Murray, in a later statement, questioned both the value and validity of the SPL Commission.
“The problems arising at Rangers brought no credit to Scottish football and have been a tragedy for the club and its fans,” said Murray. “They cannot be condoned. Similarly, however, efforts to bayonet the wounded are equally unjustified and of no benefit to the club or Scottish football. Despite knowledge of the existence of EBT arrangements for ten years, the SPL has never explained why this was only raised as an issue last year.
“The imposition of an irrecoverable fine on an entity which is now in liquidation is futile and only prejudices the ability of existing creditors to recover any money.
“It is saddening that so much time, effort and money has been expended in pursuing a retrospective witchhunt against an entity in crisis, as opposed to seeking to promote and further Scottish football for the benefit of the game and country as a whole.”
Murray described the decision of the commission not to strip Rangers of titles and recognise no competitive advantage was gained as “satisfying”.
But he claimed the commission had “ignored well-established legal authority” over the definition of a payment.
The former Rangers majority shareholder, whose successor Craig Whyte’s failure to pay PAYE and VAT sparked the administration process, added: “The EBT scheme did not provide for payments from the club to the players. Instead, the players received loans from independent trustees and the decisions to make those loans were made by those trustees alone.

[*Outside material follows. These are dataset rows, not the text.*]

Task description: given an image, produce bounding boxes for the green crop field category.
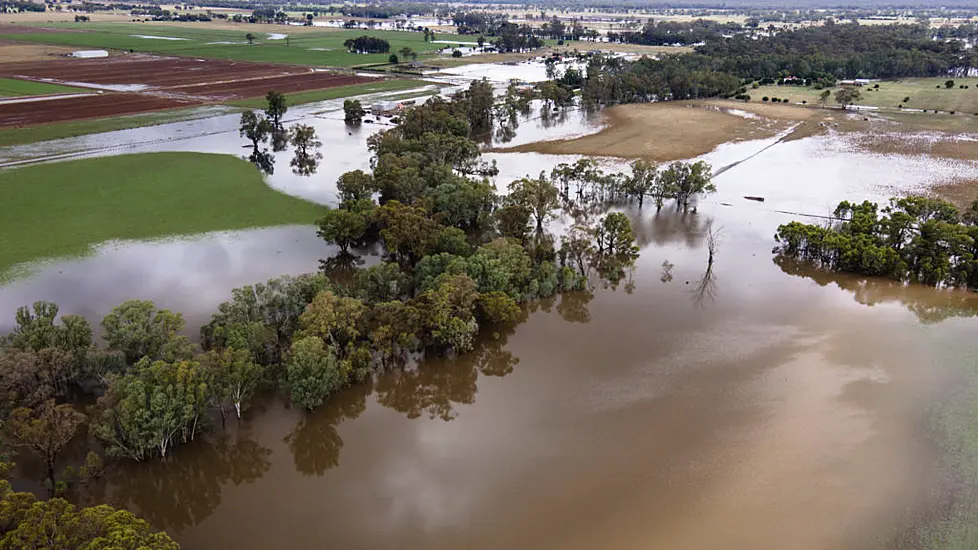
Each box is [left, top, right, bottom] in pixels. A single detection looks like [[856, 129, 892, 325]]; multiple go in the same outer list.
[[0, 23, 467, 67], [0, 152, 323, 280], [752, 77, 978, 114], [0, 77, 86, 97], [227, 78, 434, 108]]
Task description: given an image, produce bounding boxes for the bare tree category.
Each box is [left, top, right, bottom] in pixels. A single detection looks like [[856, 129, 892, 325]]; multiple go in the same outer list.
[[706, 222, 721, 266], [691, 222, 721, 307], [691, 264, 718, 308]]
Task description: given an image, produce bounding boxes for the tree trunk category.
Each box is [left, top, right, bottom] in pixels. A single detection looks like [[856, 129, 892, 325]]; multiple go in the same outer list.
[[46, 458, 56, 493], [235, 401, 242, 419]]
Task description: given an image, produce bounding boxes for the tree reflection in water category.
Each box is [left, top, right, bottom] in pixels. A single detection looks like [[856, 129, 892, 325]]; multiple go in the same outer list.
[[690, 263, 718, 308], [774, 255, 978, 324], [94, 425, 272, 533], [691, 222, 721, 307], [284, 380, 370, 477], [374, 327, 523, 421], [79, 273, 593, 528], [555, 290, 594, 324], [626, 206, 712, 249]]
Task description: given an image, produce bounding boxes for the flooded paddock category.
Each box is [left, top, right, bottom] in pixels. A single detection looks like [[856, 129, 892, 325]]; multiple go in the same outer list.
[[2, 100, 978, 550]]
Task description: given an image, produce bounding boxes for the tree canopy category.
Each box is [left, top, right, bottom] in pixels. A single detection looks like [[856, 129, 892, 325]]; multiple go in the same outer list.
[[775, 195, 978, 289]]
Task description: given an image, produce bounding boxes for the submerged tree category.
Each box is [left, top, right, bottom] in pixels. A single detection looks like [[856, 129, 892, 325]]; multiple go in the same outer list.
[[239, 110, 275, 174], [624, 159, 663, 209], [659, 161, 715, 211], [265, 90, 288, 132], [317, 207, 368, 254], [336, 170, 374, 207], [343, 99, 366, 125], [239, 112, 269, 152], [774, 195, 978, 289], [201, 348, 263, 423], [92, 357, 209, 460], [100, 300, 194, 365], [200, 273, 330, 367], [508, 173, 560, 230], [285, 336, 346, 410], [265, 90, 289, 151], [288, 124, 323, 176], [593, 212, 640, 283], [5, 401, 85, 489], [0, 489, 179, 549]]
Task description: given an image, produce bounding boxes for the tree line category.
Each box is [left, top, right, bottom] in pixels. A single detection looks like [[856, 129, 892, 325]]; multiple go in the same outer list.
[[579, 22, 974, 107], [699, 22, 966, 81], [774, 196, 978, 289], [607, 19, 744, 46]]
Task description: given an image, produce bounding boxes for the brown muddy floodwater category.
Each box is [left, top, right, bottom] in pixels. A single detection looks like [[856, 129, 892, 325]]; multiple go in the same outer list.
[[6, 115, 978, 549], [71, 207, 978, 550]]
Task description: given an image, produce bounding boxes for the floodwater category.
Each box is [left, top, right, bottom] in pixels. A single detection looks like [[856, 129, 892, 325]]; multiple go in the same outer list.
[[435, 59, 587, 84], [4, 105, 978, 549], [63, 199, 978, 550], [0, 103, 605, 330]]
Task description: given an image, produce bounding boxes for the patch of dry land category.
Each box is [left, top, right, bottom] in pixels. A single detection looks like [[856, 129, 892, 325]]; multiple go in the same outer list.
[[0, 40, 78, 61], [1, 11, 133, 23], [496, 100, 825, 161]]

The decision of the First Tier Tax Tribunal supported this.
“It is entirely erroneous and without foundation to state that a contribution to a trust and subsequent loan from independent trustees of that trust to a player is the same as Rangers making a payment to a player.”
Rangers manager Ally McCoist, who has become a focal point of the club’s rebuilding process, added his sense of contentment that previous titles won by the club were not undermined by Lord Nimmo Smith’s report.
“I am delighted in many ways by the decision today,” said McCoist. “As a former player, I know how hard it is to achieve success on the pitch and the suggestion that somehow Rangers sought to gain unfair advantage was deeply insulting to me and others who had worn the Rangers jersey with immense pride.
“I found the whole approach to this matter by the SPL utterly bizarre and misguided.
“Our fans will take great heart from this and hopefully now – after all that we have been through – there will be a widespread realisation that it is time to move on. Rangers have a huge amount to offer Scottish football and we have always been more than willing to do our bit for the good of the game.”
The SPL board will consider whether to take any further course of action at their next board meeting. They issued a brief statement yesterday.
“The SPL Board appointed the Independent Commission to consider all aspects of the above matter and at no point provided any direction to the Commission on any aspect of the case,” it read.
“The SPL Board notes that the Commission has upheld a number of complaints against Rangers OldCo and that Rangers OldCo has been found to have breached SPL and Scottish FA Rules over an 11-year period in relation to the non-disclosure of financial arrangements involving many of its Players.
“The SPL Board are assured by the integrity of the process followed and thank The Rt Hon Lord Nimmo Smith and his colleagues, Nicholas Stewart QC and Charles Flint QC, for their time and effort.
“The Board wishes to give the detail of the decision further consideration at its next meeting.”